If you knew you were having your last meal where/what would you eat?
OK, to make sure that the MOD's do not get involved, I would recruit Patty Constantine to do her take on Trout Almandine, and live with that for however long the world existed.
If I could not do that, it would probably be Chef Frank Brigtsen’s and let him choose what was to be served.
Next, it would be Galatoire’s and I’d stand in line (so long as the bomb did not drop while I was waiting for a table!) so I could dine downstairs. Too often, we’ve had to make reservations, because of those danged time constraints. I’d make sure to wear my white linen suit and enjoy the “full-deal.”
Matter of fact, I’d probably do NOLA, if I knew what the “morning after,” was likely to bring, and the heck with those Michelin stars elsewhere. I’ve done them, and many were great. Still, if it WAS my last meal, it would be in NOLA, without equivocation - this is not to slight great chefs anywhere, but would be my personal choice.
re: Bill Hunt
"so long as the bomb did not drop while I was waiting for a table!"
are you referring to the amount of alcohol consumed??? I always say it's time to go home before the bomb goes off...meaning the libatious point of no return.
and yes, my last supper before going to the chair would be at Galatoire's, since I can eat and drink all day w/no interruption of service.
I believe I would do a bit of a "progressive meal" and eat myself silly! I would start with the turtle soup at Commander's, as well as a Sazerac and would take my sweet time eating my soup and drinking in the garden room. I would probably proceed to Casamento's where I would polish off 1/2 a dozen oysters and wash them down with a cold Abita Amber. I am certain I would be feeling a bit stuffed, but my oddessy would not end. I would go to the Big Fisherman, pick up a sack of crawfish and head out to the Fly to watch the river and enjoy my last day. Perhaps a nap would be in order so that I could proceed to my next course. I would probably then head on to Brigstens to order the duck and a bottle of 82 Latour and would relish every last bite. Of course I would make friends by sharing my bottle with other diners. Stella would be my next stop, where I would gorge myself on the Chef's Menu and beg for a Stilton encrusted filet. Of course I would request that the sommelier provide a wine for each course. I would have to fit in a fried oyster po boy from Parkway for my first dessert course and would probably head to Brocato's for a lemon ice and a cannoli. My final course would be to sit downstairs at Galatoires, enjoy a few more Sazerac's and good company, and to be thrilled that while I would no longer be a size 8 after the end of the feast, it didnt matter a bit. What a way to go!

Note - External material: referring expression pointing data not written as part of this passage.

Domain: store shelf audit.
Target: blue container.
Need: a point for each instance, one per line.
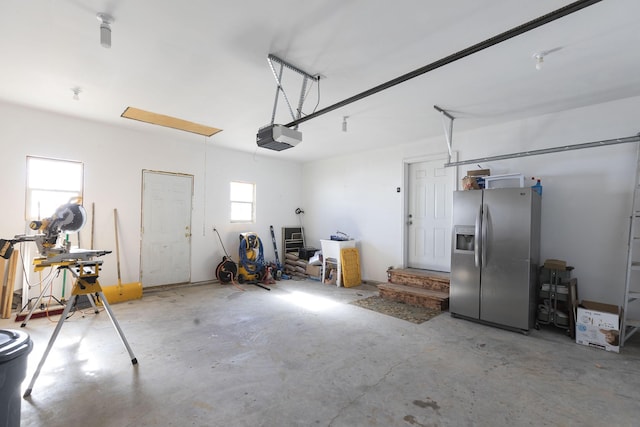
(15, 346)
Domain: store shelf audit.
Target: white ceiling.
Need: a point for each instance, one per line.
(206, 61)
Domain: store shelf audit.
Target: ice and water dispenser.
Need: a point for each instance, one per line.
(465, 238)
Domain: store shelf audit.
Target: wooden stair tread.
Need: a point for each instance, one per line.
(437, 295)
(431, 274)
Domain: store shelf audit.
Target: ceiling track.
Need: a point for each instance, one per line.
(516, 31)
(595, 144)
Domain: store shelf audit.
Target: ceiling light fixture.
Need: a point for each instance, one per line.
(539, 60)
(76, 93)
(105, 29)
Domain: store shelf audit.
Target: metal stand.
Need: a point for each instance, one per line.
(86, 275)
(39, 298)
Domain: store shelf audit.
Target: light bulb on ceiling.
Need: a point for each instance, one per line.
(105, 29)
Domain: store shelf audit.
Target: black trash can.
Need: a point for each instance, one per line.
(15, 346)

Pardon the interruption but please keep your replies limited to New Orleans restaurants, so that we can keep this board focused on local chow. If you want to expand the geographic scope of the replies, you are welcome to start a thread on the General Topics board.
re: The Chowhound Team
Umm, excuse me, but Popeye's IS a New Orleans restaurant. Yes, yes, I know that it is a nationwide chain nowadays; but trust me, the out of town sites are not the same! I know exactly what hazelhurst means - there's something about Al's original recipe that simply does not travel outside the parish limits. It is sinfully delicious and deadly to my cholesterol-clogged arteries, but for a last gasp totally worth it!
I'd choose Galatoire's, and not because the food is the best I've ever had (although I've loved eating there over the years) but because the right meal on the right day with the right friends adds up to an experience that's greater than the sum of its parts. I've had wonderful, wonderful times at Galatoire's.
For my LAST meal (admittedly more food than any six people could consume) I'd start with a couple of Sazeracs. Then onto Soufflé Potatoes and Fried Eggplant with Bernaise, the Grand Gouté (Shrimp Rémoulade, Crabmeat Maison, Crawfish Maison and Oysters en Brochette), Oysters Rockefeller, Seafood Gumbo (one of my favorites in the city), Softshell Crab Meunière OR pompano garnished with sautéed crabmeat, a tomato and onion salad, and plenty of hot French Bread.
I've always thought desserts were Galatoire's weak link, but I'd order bread pudding anyway, and end with Café Brûlot.
And if that meal didn't send me into cardiac arrest, you could blindfold and shoot me, and I'd die happy.